If you work with out-of-tree freestanding applications, you need to manually pass the --sysbuild parameter to every build command or configure west to always use it.
Testing
After programming the sample to your development kit, complete the following steps to test it:
Connect to the kit with a terminal emulator (for example, the Serial Terminal app). See Testing and optimization for the required settings and steps.
Build and program the application.
Observe the logs from the application using the terminal emulator.
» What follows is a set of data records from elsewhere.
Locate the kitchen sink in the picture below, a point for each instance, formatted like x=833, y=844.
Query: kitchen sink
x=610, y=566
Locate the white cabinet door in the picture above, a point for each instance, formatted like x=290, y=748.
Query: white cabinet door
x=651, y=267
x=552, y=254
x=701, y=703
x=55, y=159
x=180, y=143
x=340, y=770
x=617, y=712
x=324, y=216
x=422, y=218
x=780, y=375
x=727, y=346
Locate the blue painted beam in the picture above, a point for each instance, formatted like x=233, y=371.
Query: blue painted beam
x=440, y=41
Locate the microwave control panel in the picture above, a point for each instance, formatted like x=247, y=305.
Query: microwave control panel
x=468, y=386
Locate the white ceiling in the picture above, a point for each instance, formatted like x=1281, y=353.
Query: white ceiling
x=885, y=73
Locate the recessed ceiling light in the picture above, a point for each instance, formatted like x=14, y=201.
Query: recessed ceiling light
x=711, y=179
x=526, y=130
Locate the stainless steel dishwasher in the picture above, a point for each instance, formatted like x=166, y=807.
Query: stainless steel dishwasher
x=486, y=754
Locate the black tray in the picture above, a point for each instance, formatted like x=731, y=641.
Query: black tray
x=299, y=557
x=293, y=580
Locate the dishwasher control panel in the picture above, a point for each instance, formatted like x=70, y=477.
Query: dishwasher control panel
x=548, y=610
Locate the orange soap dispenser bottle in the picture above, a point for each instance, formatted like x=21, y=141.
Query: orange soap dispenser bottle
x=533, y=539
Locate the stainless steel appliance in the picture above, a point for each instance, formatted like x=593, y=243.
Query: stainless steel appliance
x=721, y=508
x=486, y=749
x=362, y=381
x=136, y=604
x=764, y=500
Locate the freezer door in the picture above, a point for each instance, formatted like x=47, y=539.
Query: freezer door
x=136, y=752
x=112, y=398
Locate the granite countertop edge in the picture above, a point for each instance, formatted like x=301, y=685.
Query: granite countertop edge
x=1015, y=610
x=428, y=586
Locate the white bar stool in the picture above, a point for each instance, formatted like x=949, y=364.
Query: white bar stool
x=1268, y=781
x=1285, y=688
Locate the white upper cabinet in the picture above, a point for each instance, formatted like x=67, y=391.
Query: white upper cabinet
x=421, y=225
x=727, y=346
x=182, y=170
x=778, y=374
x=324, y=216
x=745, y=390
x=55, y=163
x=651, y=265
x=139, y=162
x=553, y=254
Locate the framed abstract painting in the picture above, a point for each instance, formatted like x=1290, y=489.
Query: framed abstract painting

For example, the log output should look like this:
*** Booting nRF Connect SDK v3.1.0-6c6e5b32496e ***
*** Using Zephyr OS v4.1.99-1612683d4010 ***
[00:00:00.251,159] <inf> ecdh: Starting ECDH example...
[00:00:00.251,190] <inf> ecdh: Creating ECDH key pair for Alice
[00:00:00.251,342] <inf> ecdh: ECDH key pair generated successfully!
[00:00:00.251,373] <inf> ecdh: Creating ECDH key pair for Bob
[00:00:00.251,708] <inf> ecdh: ECDH key pair generated successfully!
[00:00:00.251,739] <inf> ecdh: Export Alice's public key
[00:00:00.251,770] <inf> ecdh: ECDH public key exported successfully!
[00:00:00.251,800] <inf> ecdh: Export Bob's public key
[00:00:00.251,831] <inf> ecdh: ECDH public key exported successfully!
[00:00:00.251,861] <inf> ecdh: Calculating the secret value for Alice
[00:00:00.251,892] <inf> ecdh: ECDH secret calculated successfully!
[00:00:00.251,922] <inf> ecdh: Calculating the secret value for Bob
[00:00:00.251,953] <inf> ecdh: ECDH secret calculated successfully!
[00:00:00.251,984] <inf> ecdh: Comparing the secret values of Alice and Bob
[00:00:00.252,014] <inf> ecdh: The secret values of Alice and Bob match!
[00:00:00.252,045] <inf> ecdh: Example finished successfully!